Il serait sans doute impossible pour moi d’obtenir semblable résultat dans le cas d'un arrangement pour quatuor à cordes d'une pièce pour piano (Sur un sentier recouvert par exemple) ou d'une orchestration pour ensemble instrumental d'une pièce pour piano et voix (par exemple du Journal d'un disparu).

Tout au long de mon travail, il aura fallu veiller à la stylisation, c'est-à-dire à la façon d'exprimer le discours musical et de l'adapter, au besoin, pour qu'il soit fidèle à l'écriture pour quatuor à cordes propre au compositeur ; cela au prix de modifier parfois certains éléments. Voici quelques exemples particulièrement marquants de pareils changements, au regard de l'original pour sextuor à vents:

- 1er mouvement, mesures 55-61 : le côté dramatique de ce passage, basé sur un solo du cor, est renforcé en ajoutant successivement à un solo de violoncelle les autres instruments du quatuor, à l'unisson et à l'octave.

- 3ème mouvement, mesures 124-129 : pour rester fidèle au lyrisme et à la tendresse de ce passage, l'arrangement utilise la même stylisation que celle du 4ème mouvement des Lettres intimes (Andante, mesure 191) : le 1er violon joue une figure répétitive dans les aigus (oscillation entre une septième mineur Mi-Ré, et Mi une octave plus haut) ; le second violon tient la partie mélodique principale à la tessiture inférieure par rapport à l'accompagnement du 1er violon ; l'alto joue une figure répétitive similaire à celle du 1er violon, mais dans une tessiture grave, et le violoncelle tient une quarte Ré-Sol en pédale, maintenant ainsi  la notion de la tonalité de Sol Majeur.

- 4ème mouvement, mesures 155-176 : à l'origine, nous avons là un solo de hautbois, soutenu plus tard par les notes répétées du cor et du basson, puis le solo passe à la clarinette et à la flûte. Ce passage dramatique s'est métamorphosé dans l'arrangement pour quatuor à cordes en un discours du 1er violon en fortissimo, suivi d'un tremolo frénétique des autres cordes, tel qu'on le trouve dans le 4ème mouvement des Lettres intimes (mesure 231). Ce choix s’est fondé sur la volonté d'accentuer la culmination dramatique de toute la pièce.

D'autres figures de stylisation furent également nécessaires pour adapter l'œuvre à l'univers spécifique du quatuor à cordes : pizzicati (par exemple, au 1er mouvement, mesures  30, 62-75, 119-123), harmoniques (3ème mouvement, mesures 144, 199-200), changements d'octaves (4ème mouvement, mesures 172-176), voire même l’ajout discret d'un contre-chant (3ème mouvement, mesures 80-91).
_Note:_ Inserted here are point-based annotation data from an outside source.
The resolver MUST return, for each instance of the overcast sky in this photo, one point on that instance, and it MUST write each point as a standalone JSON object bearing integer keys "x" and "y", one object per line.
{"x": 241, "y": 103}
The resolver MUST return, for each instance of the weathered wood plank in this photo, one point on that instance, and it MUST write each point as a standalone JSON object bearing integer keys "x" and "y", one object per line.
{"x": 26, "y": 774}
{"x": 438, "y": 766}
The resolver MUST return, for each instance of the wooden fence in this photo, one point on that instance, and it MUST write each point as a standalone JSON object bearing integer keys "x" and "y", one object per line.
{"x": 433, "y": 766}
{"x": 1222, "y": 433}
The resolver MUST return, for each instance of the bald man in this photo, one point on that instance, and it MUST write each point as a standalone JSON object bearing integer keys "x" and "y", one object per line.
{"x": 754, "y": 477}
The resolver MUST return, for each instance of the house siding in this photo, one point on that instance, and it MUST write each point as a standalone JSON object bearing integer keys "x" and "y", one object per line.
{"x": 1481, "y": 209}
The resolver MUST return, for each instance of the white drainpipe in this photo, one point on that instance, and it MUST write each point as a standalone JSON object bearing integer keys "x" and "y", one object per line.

En ce qui concerne les dynamiques, des ajustements se sont imposés naturellement du fait de la différence sonore entre instruments à vents et cordes.

Pour ce qui est des tempi, de manière générale dans Mládí, Janáček n'indique pas toujours de mouvements métronomiques. J'ai fait le choix de proposer des indications précises basées sur mon interprétation des rapports des tempi entre tel et tel passage afin de rendre l'interprétation plus évidente.